It started with ‘Da Vinci Code’ and ended with ‘Deception Point’ as I’ve only recently managed to cover all of Dan Brown’s books. My conclusion? Brown is a pretty bad writer. I’m sorry, I know there are big fans of the guy out there but he’s frankly a bad writer. So what makes it for him? A good idea based on something people know little about and manage to discover during the reading. From that idea a kind of thriller-like plot is constructed where the protagonist must save the day and the villain is always concealed until the final moments. What comes next is the execution of the writing, a certain style that Dan Brown completely lacks.
This kind of reminds me of Michael Crichton who on the contrary can take a fantastic unimaginable “idea” and create a thriller like no other. Brown has no real poetry to his works and the prose is often times just plain dull. Sometimes I’m in the middle a chapter and I feel like I’m reading an unrefined movie script. I honestly don’t care if he’s made millions upon millions from his books or the movie rights; it simply does not make him a good writer. This annoys me to an extent because when a book is a best seller and talked about to death then there’s a certain implication that the author knows what he’s doing.

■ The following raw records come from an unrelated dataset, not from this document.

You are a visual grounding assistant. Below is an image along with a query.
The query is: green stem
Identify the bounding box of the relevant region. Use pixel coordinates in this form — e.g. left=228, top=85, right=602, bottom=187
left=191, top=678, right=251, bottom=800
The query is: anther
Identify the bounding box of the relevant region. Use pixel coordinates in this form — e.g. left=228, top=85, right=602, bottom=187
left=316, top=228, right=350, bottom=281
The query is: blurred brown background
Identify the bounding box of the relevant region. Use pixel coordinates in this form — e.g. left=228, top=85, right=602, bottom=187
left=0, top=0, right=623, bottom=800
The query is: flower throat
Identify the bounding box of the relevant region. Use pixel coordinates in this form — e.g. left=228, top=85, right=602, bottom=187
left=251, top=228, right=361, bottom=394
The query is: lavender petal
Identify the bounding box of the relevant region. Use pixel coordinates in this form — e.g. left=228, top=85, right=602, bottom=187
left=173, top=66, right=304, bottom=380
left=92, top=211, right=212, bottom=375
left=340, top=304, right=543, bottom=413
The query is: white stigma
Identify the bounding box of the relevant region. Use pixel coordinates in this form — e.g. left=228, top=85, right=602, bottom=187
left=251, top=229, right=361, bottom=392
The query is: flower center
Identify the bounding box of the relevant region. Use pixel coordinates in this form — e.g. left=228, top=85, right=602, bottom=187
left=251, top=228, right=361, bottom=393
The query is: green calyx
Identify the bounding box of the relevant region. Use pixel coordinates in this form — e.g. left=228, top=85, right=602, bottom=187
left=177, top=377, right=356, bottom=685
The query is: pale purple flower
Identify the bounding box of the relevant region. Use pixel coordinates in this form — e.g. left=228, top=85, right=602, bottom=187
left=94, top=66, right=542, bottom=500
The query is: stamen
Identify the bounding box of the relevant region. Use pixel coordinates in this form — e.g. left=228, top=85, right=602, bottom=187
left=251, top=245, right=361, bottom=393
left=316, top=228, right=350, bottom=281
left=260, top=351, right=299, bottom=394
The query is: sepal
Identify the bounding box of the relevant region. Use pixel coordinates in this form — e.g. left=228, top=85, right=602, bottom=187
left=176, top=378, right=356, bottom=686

Heck, even his twists and turns that are intended to shock a reader tend to fall short of their goal. It’s like a bad movie where you know who the surprising villain is a quarter through it. Of course when such a villain is revealed the “why” also makes an appearance with the intent to explain his motivation for doing what he did. This revelation is just as terrible; their motivation is often absurd and I absolutely hate a villain who does bad in order to do good. This is fiction, there’s no reason why an author should dance around it to make the characters normal. Make the villain absolutely evil and the hero absolutely heroic. That’s what I as a reader want to see. Absolute good overcoming absolute evil and even the other way around is something I don’t mind. Harry Potter is a good example. Come to think of it I also hate a hero who has no heroic qualities. The protagonist is often times naive and simply caught up in a situation he or she does not wish to be in. Why? Because through their naivety Brown can take his sweet time to have other characters explain to the hero all the technical details like a child, and through this process inform the reader. It’s patronizing.
That being said, the ideas tend to be interesting enough to barely carry the book across the finish line. I’ll probably read The Solomon Key when it comes out mostly because I’ve always been interested in the whole Freemasons topic, but this time I will do so with the realization that I am consuming junk food fiction as opposed to great literature.